Она досадовала на Дашу, зачѣмъ та долго не возвращается съ лампою, досадовала и на себя, досадовала на игрушки и, въ особенности на куклу, которая, по ея понятіямъ, была главная виновница всего: "надоѣли мнѣ эти противныя куклы, только мѣсто занимаютъ, а пользы никакой собою не приносятъ! Самое бы лучшее покидать ихъ за окно или въ печку..."
И подъ вліяніемъ минутнаго впечатлѣнія она уже почти была готова сдѣлать то или другое, какъ вдругъ дверь скрипнула и на порогѣ показалась горничная съ зажженною лампою.
-- Вотъ вамъ и огонекъ, барышня, теперь будетъ веселѣе.
И только что хотѣла поставить лампу на столъ, какъ подъ окномъ послышалось побрякиваніе колокольчика, и вслѣдъ затѣмъ у подъѣзда остановились сани съ занесенными съ ногъ до головы -- словно окутанными въ бѣлыя мантіи -- сѣдоками; сердце Нади забило тревогу.
Въ душѣ она была рада скорѣе увидѣть папу, увидѣть новую сестричку и вмѣстѣ съ тѣмъ тяжело было выказаться передъ этою сестричкою такою неряшливою, неаккуратною дѣвочкою, какою навѣрное назвалъ бы ее каждый, случайно заглянувшій въ комнату.
-- Даша, Даша,-- проговорила она со слезами, мы не успѣли не только кончить уборку вещей какъ слѣдуетъ, но даже кое-какъ перекидать ихъ!
-- Не плачьте, намъ еще остается, по крайней мѣрѣ, пять минутъ времени; все будетъ сдѣлано,-- отвѣчала Даша и принялась обѣими руками захватывать игрушки и кидать ихъ точно дрова, что, куда попало.

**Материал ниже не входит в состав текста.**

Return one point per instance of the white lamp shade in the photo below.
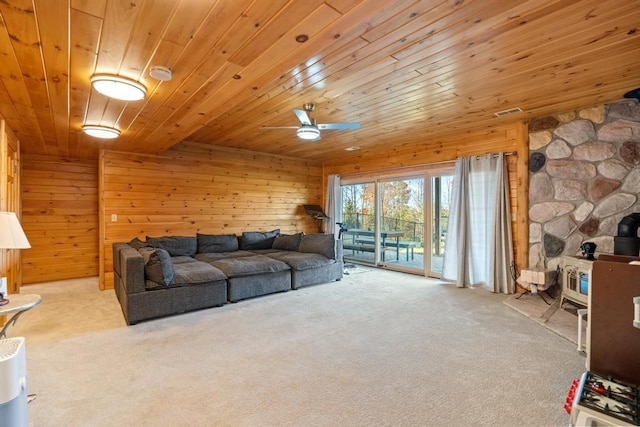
(11, 234)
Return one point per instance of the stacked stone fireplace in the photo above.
(584, 177)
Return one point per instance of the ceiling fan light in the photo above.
(308, 133)
(118, 87)
(103, 132)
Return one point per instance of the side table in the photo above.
(18, 304)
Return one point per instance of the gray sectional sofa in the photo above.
(174, 274)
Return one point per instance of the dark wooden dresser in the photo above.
(614, 342)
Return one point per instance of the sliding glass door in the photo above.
(358, 217)
(441, 188)
(401, 234)
(398, 223)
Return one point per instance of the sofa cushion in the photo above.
(196, 272)
(175, 245)
(157, 265)
(208, 257)
(302, 261)
(136, 243)
(289, 242)
(323, 244)
(258, 239)
(249, 265)
(216, 243)
(175, 260)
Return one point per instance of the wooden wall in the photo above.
(60, 218)
(199, 188)
(511, 138)
(10, 259)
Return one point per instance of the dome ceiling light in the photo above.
(118, 87)
(102, 132)
(308, 132)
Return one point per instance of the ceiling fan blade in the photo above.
(302, 116)
(339, 126)
(278, 127)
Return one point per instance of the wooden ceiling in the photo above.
(405, 70)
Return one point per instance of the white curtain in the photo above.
(333, 207)
(479, 247)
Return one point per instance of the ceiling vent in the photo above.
(508, 112)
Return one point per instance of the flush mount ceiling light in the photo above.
(103, 132)
(308, 132)
(118, 87)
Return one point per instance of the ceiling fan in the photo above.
(310, 130)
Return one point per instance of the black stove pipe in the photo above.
(627, 241)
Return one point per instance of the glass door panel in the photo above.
(401, 235)
(441, 189)
(358, 216)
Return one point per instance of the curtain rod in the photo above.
(421, 165)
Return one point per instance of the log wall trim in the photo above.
(197, 188)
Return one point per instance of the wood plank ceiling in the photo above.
(405, 70)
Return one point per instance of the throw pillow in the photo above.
(157, 265)
(287, 242)
(323, 244)
(136, 243)
(258, 240)
(175, 245)
(216, 243)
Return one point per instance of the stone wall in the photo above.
(584, 177)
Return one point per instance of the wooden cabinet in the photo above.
(614, 341)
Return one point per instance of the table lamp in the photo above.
(11, 237)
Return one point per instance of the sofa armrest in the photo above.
(130, 267)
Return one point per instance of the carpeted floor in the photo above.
(378, 348)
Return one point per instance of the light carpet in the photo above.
(379, 349)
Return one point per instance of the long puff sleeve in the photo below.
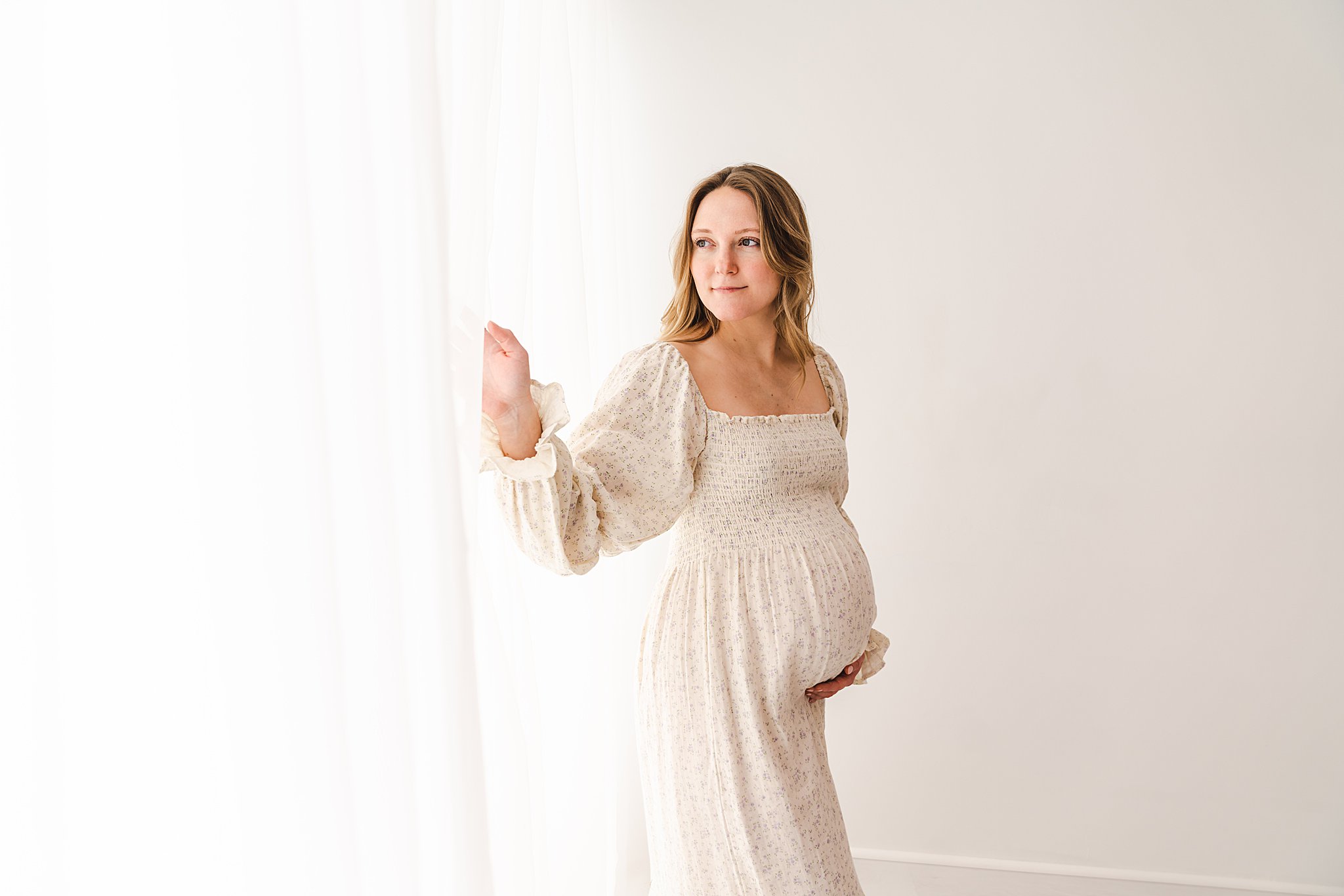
(625, 476)
(878, 642)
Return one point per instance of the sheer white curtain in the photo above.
(256, 630)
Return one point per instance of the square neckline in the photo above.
(699, 396)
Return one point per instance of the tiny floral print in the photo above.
(766, 594)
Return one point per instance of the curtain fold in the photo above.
(253, 637)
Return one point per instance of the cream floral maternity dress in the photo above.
(766, 593)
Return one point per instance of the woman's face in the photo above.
(726, 255)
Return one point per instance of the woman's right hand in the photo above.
(507, 393)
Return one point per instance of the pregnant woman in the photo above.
(729, 430)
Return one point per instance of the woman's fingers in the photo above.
(832, 685)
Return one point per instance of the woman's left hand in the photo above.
(843, 680)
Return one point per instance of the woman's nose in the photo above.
(724, 264)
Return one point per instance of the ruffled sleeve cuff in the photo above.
(874, 659)
(550, 406)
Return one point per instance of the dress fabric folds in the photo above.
(766, 592)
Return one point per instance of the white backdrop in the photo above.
(259, 630)
(1080, 265)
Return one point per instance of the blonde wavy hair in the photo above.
(786, 243)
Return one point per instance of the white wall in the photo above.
(1081, 266)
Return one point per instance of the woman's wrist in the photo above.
(519, 430)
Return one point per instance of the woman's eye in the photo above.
(705, 241)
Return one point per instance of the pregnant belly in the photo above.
(766, 621)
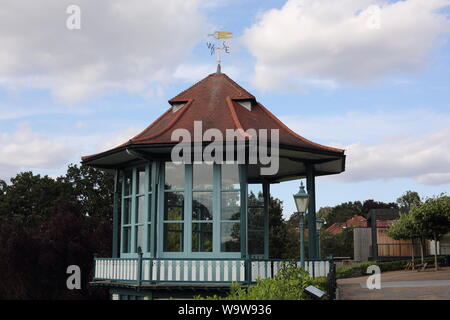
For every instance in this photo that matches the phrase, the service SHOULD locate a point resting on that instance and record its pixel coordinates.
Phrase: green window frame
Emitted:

Благодаря ея усиліямъ, по прошествіи самаго короткаго срока, на полу уже не оставалось слѣдовъ о бывшемъ безпорядкѣ, шкафъ былъ плотно запертъ, ключъ отъ него положенъ въ карманъ Нади, и она, съ раскраснѣвшимися отъ волненія щеками, выбѣжала вмѣстѣ съ мамой въ переднюю, чтобы встрѣтить дорогихъ гостей.
-- Вотъ вамъ, друзья, этотъ живой подарокъ,-- сказалъ Бѣльскій, поздоровавшись съ женою и дочерью и указывая рукою на стоявшую въ углу около печки маленькую дѣвочку, до того закутанную въ огромный клѣтчатый пледъ, что даже было трудно разсмотрѣть ея фигуру.
-- Прошу любить да жаловать. Оля -- молодецъ дѣвочка!-- добавилъ онъ въ заключеніе,-- только, кажется, немного озябла дорогою.
-- Здравствуй, милая крошка,-- говорила между тѣмъ Вѣра Львовна, заботливо снимая мокрый пледъ съ маленькой путешественницы, которая внимательно осматривала своими черными глазами новую комнату и окружающихъ ее новыхъ личностей.-- Пойдемъ скорѣе въ столовую, тамъ гораздо теплѣе; самоваръ навѣрное давно уже готовъ, ты напьешься горячаго чаю и сейчасъ же обогрѣешься.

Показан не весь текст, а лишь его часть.